In light of my recent coverage of Jeremy Dauber's column on the cultural shifts taking place due to a growing number of people watching TV on DVD and my reaction to a recent NY Times piece about complex television and the failure of several complex shows this season came a couple of interesting recent commentaries regarding various aspects of complex TV.
First, over on his blog JustTV, C3 Affiliated Faculty Member Jason Mittell (who sometimes blogs here) writes about his opinion of The Nine and its treatment of complexity. The show, which is on the bubble as far as lasting the season, at last I heard, because of sagging ratings, suffers from what Mittell considers "unmotivated complexity." Mittell writes, "My problem with The Nine is that there is no clear motivation either for withholding the events in the bank from the audience, or the way in which they are revealed. In fact, the viewers seem to be the only ones who don't know what has happened inside the bank -- whereas in other programs using temporal complexity, a character's discovery process or the act of retelling to another character motivates narrative revelations."
Here, Mittell's warning is important. I have previously written defending The Nine to some degree, specifically in my claim that the idea of the aftermath of a bank robbery with a hostage situation is enough for a full season story arc, although I don't think it would be wise to make this show stretch beyond a season.

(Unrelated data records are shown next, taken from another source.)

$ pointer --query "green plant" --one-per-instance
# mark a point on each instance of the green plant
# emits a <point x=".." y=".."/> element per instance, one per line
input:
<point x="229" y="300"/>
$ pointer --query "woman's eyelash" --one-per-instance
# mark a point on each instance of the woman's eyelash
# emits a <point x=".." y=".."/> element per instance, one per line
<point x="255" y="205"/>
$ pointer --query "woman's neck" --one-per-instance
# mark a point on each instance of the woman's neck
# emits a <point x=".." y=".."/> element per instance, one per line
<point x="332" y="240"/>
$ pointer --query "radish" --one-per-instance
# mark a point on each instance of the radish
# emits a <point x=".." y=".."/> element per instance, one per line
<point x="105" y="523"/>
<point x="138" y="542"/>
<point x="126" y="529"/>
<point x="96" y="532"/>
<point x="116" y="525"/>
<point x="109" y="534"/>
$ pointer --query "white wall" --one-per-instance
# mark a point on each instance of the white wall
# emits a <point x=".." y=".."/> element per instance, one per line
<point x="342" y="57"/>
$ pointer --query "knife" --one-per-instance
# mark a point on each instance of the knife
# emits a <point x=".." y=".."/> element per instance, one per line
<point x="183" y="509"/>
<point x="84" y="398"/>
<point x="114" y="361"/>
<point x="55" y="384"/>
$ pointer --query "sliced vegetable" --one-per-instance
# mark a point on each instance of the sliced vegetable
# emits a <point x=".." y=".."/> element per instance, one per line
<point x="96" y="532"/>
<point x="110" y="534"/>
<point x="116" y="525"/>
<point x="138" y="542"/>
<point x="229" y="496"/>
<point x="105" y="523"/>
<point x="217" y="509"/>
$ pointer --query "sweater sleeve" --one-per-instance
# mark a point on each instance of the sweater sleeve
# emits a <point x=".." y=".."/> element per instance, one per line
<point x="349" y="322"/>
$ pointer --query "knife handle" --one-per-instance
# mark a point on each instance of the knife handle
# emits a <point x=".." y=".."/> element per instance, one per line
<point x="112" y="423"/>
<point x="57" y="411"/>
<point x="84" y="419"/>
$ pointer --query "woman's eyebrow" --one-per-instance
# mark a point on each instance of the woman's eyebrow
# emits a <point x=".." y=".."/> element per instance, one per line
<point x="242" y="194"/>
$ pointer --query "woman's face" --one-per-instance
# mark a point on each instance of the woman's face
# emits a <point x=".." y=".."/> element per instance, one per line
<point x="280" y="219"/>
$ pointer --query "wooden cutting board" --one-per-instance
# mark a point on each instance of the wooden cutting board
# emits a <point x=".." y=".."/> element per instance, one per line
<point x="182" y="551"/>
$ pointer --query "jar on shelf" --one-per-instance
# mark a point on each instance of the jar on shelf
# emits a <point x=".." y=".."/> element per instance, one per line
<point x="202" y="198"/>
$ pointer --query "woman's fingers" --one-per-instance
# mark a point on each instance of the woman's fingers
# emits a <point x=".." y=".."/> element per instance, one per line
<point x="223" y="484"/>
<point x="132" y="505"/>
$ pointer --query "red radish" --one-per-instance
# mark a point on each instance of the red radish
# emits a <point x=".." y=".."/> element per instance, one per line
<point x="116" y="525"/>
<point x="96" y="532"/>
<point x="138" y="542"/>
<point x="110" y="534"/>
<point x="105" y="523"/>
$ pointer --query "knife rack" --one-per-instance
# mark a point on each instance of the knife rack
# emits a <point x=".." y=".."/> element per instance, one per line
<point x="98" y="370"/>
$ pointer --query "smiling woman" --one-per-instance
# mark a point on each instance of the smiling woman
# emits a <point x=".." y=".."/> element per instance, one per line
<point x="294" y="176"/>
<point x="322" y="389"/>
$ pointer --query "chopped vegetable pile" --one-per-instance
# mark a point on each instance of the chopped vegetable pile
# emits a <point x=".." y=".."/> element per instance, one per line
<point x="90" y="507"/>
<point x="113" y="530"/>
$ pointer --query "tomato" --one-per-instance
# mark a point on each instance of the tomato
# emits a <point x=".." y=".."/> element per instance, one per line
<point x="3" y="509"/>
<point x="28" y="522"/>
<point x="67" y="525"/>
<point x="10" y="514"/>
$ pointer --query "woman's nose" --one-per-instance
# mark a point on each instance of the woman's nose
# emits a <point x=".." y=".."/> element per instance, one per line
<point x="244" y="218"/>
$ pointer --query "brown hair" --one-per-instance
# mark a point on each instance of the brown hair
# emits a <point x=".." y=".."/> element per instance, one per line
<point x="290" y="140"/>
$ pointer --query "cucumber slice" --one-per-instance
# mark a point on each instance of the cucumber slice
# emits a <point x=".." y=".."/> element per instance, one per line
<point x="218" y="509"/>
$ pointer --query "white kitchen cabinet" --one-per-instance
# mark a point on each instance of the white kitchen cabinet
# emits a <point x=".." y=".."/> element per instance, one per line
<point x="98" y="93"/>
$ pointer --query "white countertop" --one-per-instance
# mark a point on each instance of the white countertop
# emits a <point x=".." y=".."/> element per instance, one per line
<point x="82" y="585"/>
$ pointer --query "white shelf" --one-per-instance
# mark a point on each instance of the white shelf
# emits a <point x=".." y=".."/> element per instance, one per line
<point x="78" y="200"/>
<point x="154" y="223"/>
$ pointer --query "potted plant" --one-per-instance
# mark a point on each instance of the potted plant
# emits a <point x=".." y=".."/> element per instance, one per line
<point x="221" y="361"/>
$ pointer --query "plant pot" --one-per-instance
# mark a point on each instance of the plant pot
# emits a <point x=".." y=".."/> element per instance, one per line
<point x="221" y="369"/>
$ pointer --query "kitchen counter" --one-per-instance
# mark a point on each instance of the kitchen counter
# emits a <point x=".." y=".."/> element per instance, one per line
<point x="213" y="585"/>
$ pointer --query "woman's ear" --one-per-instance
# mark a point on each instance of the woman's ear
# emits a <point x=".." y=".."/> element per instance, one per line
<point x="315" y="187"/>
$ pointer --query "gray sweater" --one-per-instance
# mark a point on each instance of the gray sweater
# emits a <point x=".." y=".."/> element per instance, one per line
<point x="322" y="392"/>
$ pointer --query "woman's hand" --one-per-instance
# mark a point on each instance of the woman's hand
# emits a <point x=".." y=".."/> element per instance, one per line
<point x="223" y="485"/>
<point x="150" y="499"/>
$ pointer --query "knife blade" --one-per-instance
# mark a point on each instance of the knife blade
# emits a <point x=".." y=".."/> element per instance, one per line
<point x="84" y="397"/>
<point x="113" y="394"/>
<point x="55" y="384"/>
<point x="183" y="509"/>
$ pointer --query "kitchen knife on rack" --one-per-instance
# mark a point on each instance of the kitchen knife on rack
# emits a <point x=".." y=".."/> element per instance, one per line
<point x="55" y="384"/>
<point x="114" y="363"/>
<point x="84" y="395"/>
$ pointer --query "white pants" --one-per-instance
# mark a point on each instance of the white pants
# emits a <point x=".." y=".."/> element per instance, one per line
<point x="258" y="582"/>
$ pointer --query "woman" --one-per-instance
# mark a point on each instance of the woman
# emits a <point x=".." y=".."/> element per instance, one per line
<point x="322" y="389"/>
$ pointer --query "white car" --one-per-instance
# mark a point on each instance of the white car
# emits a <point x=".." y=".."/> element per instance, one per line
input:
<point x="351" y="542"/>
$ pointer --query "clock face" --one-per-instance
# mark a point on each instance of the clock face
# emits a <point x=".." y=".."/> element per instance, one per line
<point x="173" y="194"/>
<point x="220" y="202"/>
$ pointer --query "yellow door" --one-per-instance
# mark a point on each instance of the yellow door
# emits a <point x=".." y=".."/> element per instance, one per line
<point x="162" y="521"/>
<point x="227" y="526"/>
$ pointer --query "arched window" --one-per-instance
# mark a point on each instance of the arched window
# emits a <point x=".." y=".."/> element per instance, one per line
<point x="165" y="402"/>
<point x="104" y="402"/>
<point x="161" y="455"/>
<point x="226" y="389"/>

However, I also agree with Jason here, that part of the problems currently being experienced by the networks with sagging ratings of the show is not only, perhaps, an oversaturation of complex television (which I have serious doubts about) or about fear of cancel-happy networks but also that some shows are simply using complex narrative devices without thinking them through.
It reminds me of what one of my professors here at MIT, Prof. David Thorburn, has emphasized several times. He says that the problem with some recent scholarship and popular writing about current television is that it considers complexity only in terms of narrative structure, and he contends that such narrative twists and turns is only complexity in a very shallow sense. That may be the case with the viewer apathy toward some of these shows, in that there is no sense of real commitment but rather only complex storytelling for the sake of being purposefully difficult, with no real or organic reason to withhold information other than to toy with the audience and to be able to claim complexity.
And, as a side note, see Edward Wyatt's piece in today's New York Times about the upcoming 13-week hiatus for Lost. Wyatt questions whether this long break will "have enormous consequneces not only for ABC, but also for the entire genre of serialized television drama, testing whether audeinces are loyal enough to expensive, complex shows to weather long midseawson interruptions."
In the meantime, "Lost Nuggets" will be airing as 30-second promotional clips with scenes from upcoming episodes during the new show Day Break, with ABC folks hoping Lost viewers will have an added incentive with these clips to invest in a new show.
Thanks to Lynn Liccardo for sending the Times article along to me.